Some rules and alerts require additional options, which also go in the top level of the rule configuration file.

Testing Your Rule

Once you’ve written a rule configuration, you will want to validate it. To do so, you can either run ElastAlert in debug mode, or use elastalert-test-rule, which is a script that makes various aspects of testing easier.

It can:

  • Check that the configuration file loaded successfully.
  • Check that the Elasticsearch filter parses.
  • Run against the last X day(s) and the show the number of hits that match your filter.
  • Show the available terms in one of the results.
  • Save documents returned to a JSON file.
  • Run ElastAlert using either a JSON file or actual results from Elasticsearch.
  • Print out debug alerts or trigger real alerts.
  • Check that, if they exist, the primary_key, compare_key and include terms are in the results.
  • Show what metadata documents would be written to elastalert_status.

Without any optional arguments, it will run ElastAlert over the last 24 hours and print out any alerts that would have occurred. Here is an example test run which triggered an alert:

$ elastalert-test-rule my_rules/rule1.yaml
Successfully Loaded Example rule1

Got 105 hits from the last 1 day

Available terms in first hit:
    @timestamp
    field1
    field2
    ...
Included term this_field_doesnt_exist may be missing or null

INFO:root:Queried rule Example rule1 from 6-16 15:21 PDT to 6-17 15:21 PDT: 105 hits
INFO:root:Alert for Example rule1 at 2015-06-16T23:53:12Z:
INFO:root:Example rule1

At least 50 events occurred between 6-16 18:30 PDT and 6-16 20:30 PDT

field1:
value1: 25
value2: 25

@timestamp: 2015-06-16T20:30:04-07:00
field1: value1
field2: something


Would have written the following documents to elastalert_status:

silence - {'rule_name': 'Example rule1', '@timestamp': datetime.datetime( ... ), 'exponent': 0, 'until':
datetime.datetime( ... )}

elastalert_status - {'hits': 105, 'matches': 1, '@timestamp': datetime.datetime( ... ), 'rule_name': 'Example rule1',
'starttime': datetime.datetime( ... ), 'endtime': datetime.datetime( ... ), 'time_taken': 3.1415926}

Note that everything between “Alert for Example rule1 at …” and “Would have written the following …” is the exact text body that an alert would have. See the section below on alert content for more details. Also note that datetime objects are converted to ISO8601 timestamps when uploaded to Elasticsearch. See the section on metadata for more details.

Other options include:

--schema-only: Only perform schema validation on the file. It will not load modules or query Elasticsearch. This may catch invalid YAML and missing or misconfigured fields.

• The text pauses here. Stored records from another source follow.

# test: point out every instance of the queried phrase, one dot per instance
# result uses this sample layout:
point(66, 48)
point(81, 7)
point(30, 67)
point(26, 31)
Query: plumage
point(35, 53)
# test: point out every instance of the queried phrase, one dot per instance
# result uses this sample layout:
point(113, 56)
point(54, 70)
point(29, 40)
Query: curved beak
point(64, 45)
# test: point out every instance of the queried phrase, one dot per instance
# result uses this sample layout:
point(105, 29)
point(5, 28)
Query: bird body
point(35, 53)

--count-only: Only find the number of matching documents and list available fields. ElastAlert will not be run and documents will not be downloaded.

--days N: Instead of the default 1 day, query N days. For selecting more specific time ranges, you must run ElastAlert itself and use --start and --end.

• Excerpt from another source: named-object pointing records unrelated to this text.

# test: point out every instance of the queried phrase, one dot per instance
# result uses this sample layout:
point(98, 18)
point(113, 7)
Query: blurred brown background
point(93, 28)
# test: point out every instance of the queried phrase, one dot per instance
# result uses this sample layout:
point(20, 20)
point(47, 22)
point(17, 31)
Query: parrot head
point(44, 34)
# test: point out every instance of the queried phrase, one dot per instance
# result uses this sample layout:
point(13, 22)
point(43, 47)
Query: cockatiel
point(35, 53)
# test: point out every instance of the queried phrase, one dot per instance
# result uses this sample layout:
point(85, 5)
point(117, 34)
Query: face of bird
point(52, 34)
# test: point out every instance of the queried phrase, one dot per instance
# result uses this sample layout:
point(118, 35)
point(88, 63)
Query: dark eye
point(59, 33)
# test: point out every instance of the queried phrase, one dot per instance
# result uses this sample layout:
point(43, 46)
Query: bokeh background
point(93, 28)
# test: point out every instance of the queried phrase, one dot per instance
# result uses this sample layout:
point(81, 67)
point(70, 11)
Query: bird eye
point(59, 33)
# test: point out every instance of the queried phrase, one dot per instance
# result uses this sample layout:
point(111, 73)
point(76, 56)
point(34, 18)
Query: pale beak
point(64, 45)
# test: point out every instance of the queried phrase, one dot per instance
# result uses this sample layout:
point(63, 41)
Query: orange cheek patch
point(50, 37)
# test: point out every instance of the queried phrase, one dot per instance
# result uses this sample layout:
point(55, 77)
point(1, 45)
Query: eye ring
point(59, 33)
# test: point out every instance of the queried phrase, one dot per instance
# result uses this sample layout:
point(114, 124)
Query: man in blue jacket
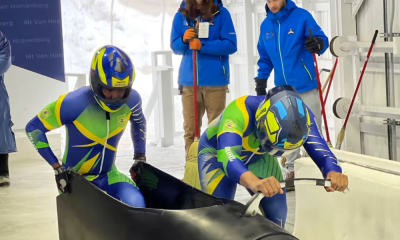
point(7, 138)
point(212, 57)
point(286, 46)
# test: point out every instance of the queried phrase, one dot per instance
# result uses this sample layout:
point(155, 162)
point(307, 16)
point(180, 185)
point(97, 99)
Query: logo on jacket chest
point(269, 35)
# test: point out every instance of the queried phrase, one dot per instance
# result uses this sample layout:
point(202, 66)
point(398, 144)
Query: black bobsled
point(177, 212)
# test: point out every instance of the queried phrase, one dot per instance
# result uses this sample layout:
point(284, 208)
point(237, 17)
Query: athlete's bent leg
point(120, 187)
point(212, 176)
point(275, 208)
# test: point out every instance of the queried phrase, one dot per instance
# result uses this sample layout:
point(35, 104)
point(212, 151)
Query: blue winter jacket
point(7, 138)
point(281, 47)
point(213, 58)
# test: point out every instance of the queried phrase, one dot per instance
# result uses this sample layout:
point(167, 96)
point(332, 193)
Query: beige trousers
point(210, 99)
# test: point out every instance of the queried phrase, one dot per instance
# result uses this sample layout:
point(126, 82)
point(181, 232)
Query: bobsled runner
point(174, 211)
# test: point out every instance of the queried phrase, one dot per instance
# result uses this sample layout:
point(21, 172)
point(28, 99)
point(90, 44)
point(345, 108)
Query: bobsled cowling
point(174, 211)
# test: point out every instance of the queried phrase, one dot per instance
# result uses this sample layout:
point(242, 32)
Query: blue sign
point(34, 29)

--save-json FILE: Save all documents downloaded to a file as JSON. This is useful if you wish to modify data while testing or do offline testing in conjunction with --data FILE. A maximum of 10,000 documents will be downloaded.

--data FILE: Use a JSON file as a data source instead of Elasticsearch. The file should be a single list containing objects, rather than objects on separate lines. Note than this uses mock functions which mimic some Elasticsearch query methods and is not guaranteed to have the exact same results as with Elasticsearch. For example, analyzed string fields may behave differently.

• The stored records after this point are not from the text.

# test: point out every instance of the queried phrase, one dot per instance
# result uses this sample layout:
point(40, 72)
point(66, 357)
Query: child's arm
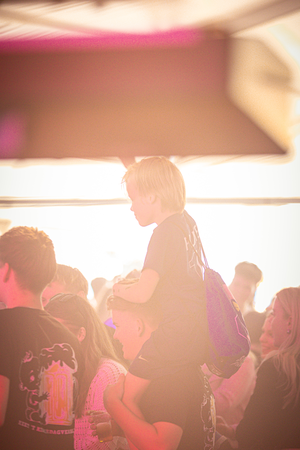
point(139, 433)
point(141, 291)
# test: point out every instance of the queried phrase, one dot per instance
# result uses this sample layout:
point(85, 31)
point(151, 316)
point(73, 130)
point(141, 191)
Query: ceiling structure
point(185, 76)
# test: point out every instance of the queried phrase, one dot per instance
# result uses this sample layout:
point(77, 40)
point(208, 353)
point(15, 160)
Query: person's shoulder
point(267, 368)
point(112, 366)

--alert: Trigger real alerts instead of the debug (logging text) alert.

--formatted-output: Output results in formatted JSON.

Note

Results from running this script may not always be the same as if an actual ElastAlert instance was running. Some rule types, such as spike and flatline require a minimum elapsed time before they begin alerting, based on their timeframe. In addition, use_count_query and use_terms_query rely on run_every to determine their resolution. This script uses a fixed 5 minute window, which is the same as the default.

Rule Types

The various RuleType classes, defined in elastalert/ruletypes.py, form the main logic behind ElastAlert. An instance is held in memory for each rule, passed all of the data returned by querying Elasticsearch with a given filter, and generates matches based on that data.

To select a rule type, set the type option to the name of the rule type in the rule configuration file:

type: <rule type>

Any

any: The any rule will match everything. Every hit that the query returns will generate an alert.

Blacklist

blacklist: The blacklist rule will check a certain field against a blacklist, and match if it is in the blacklist.

This rule requires two additional options:

compare_key: The name of the field to use to compare to the blacklist. If the field is null, those events will be ignored.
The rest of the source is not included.